= Gerhard Andlinger =

Austrian-born businessman (1931–2017)

Gerhard Rudolf "Gerry" Andlinger (January 17, 1931, in Linz, Austria – December 22, 2017) was an international business executive, philanthropist, sportsman, and founder of the private investment firm Andlinger & Company, Inc.

==Career summary==
Following service in the U.S. Army, and becoming a US citizen Andlinger began his career with McKinsey & Company, a noted management consulting firm. In 1960, he was recruited to International Telephone and Telegraph (ITT) by the legendary Harold Geneen as the first director of planning and organization. Andlinger was named Group Executive – Far East in 1962. During that time he served on the board of directors of NEC and Sumitomo Electric. He became the youngest elected Vice President of ITT at the age of 34.

Andlinger left ITT in 1967 to become chairman of Esterline Corporation, but was recruited back to ITT in 1972 as chairman of ITT's Levitt & Sons, Inc. He later served as President of ITT Europe and was elected Executive Vice President of ITT Corporation. In 1976, Andlinger formed his own private investment firm, Andlinger & Company, Inc. (A&Co.). He additionally served as chairman and CEO of numerous A&Co. portfolio companies. Since its founding, the firm, with offices in the United States, Europe and China, has been involved in over 100 corporate acquisition transactions.

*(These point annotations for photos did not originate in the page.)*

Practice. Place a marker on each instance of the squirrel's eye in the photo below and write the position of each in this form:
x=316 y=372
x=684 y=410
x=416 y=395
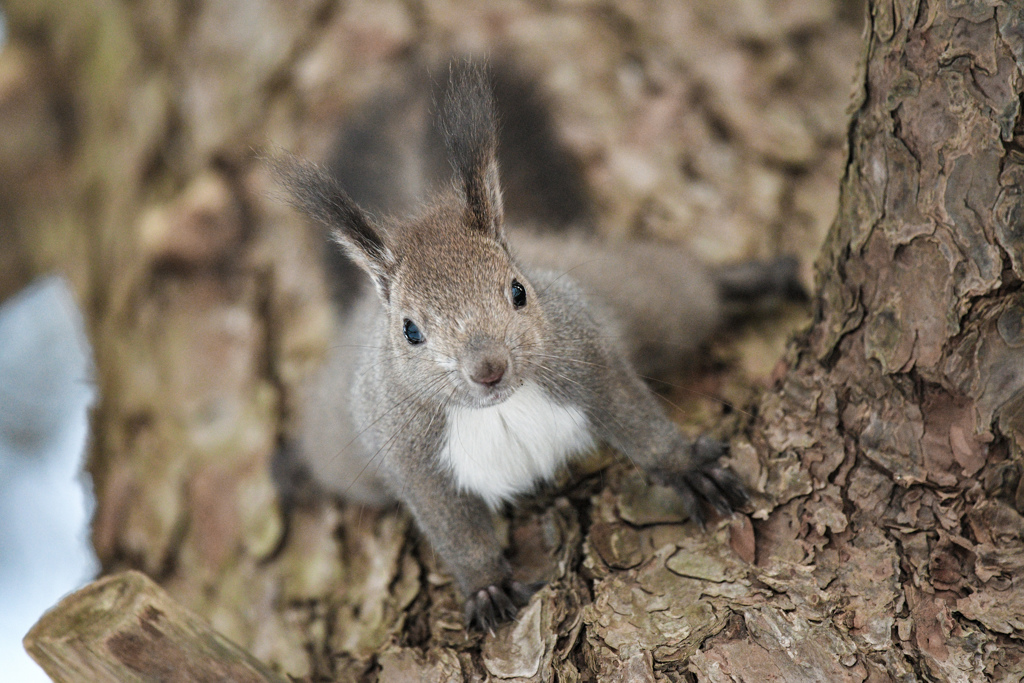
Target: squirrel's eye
x=413 y=333
x=518 y=294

==Academic and personal life==
In 1948, as a winner of a New York Herald Tribune essay contest for Austrian high school students, Andlinger made his first visit to the United States. At the age of 19, Andlinger received a scholarship to Princeton University – the alma mater of his earlier American student host - with advanced placement as a junior. He graduated from Princeton University in 1952 with a degree in economics and a minor in Arabic language. As part of his degree, Andlinger completed a 137-page long senior thesis titled "The Economic Effect of the Tax on the Unreasonable Accumulation of Profits." He continued his academic career at Harvard Business School and was awarded an M.B.A. in 1954. He also was awarded an honorary doctorate from Bryant College in Rhode Island for contributions to international management.

Andlinger married Jeanne Dailey in 1994, when she was 37 and he was 62.

Andlinger had five children by four different women. His 15-year-old son, Gerhard Andlinger II, committed suicide in 2011.

In 2015, Andlinger purchased Jon Bon Jovi's penthouse at 158 Mercer Street in New York's SoHo neighborhood for $34 million. In 2017 Andlinger listed the property for sale at $38 million but was forced to lower his price to $34 million after it sat on the market for nearly 10 months. The home had six bedrooms, six bathrooms and a chef's kitchen. He also owned a $65 million home in Manhattan's Time Warner Center.

==Philanthropy==
Andlinger has been a large contributor to Princeton University, leading hospitals in the area of cancer research, and the American Austrian Foundation among many other causes. A $25 million gift to Princeton University in 2000 created the Andlinger Center for the Humanities, and a $100 million gift in 2008 created the Andlinger Center for Energy and the Environment as well as Andlinger Laboratory. He also is active in The Salzburg Festival Society. As an admirer of Austrian Arts, Andlinger has sponsored a variety of causes related to the exchange of art, specifically the Ars Electronics and an Exhibition of Austrian Artists in the U.S. Andlinger endowed the professorship for distance learning at the Joan and Sanford I. Weill Medical College of Cornell University.

==Insider trading==
Andlinger settled with the SEC an outstanding insider trading allegation by paying disgorgement and civil penalties in excess of $3.4 million and entered into an agreement barring Andlinger from serving as an officer or director of a public company for five years. He did not admit or deny wrongdoing.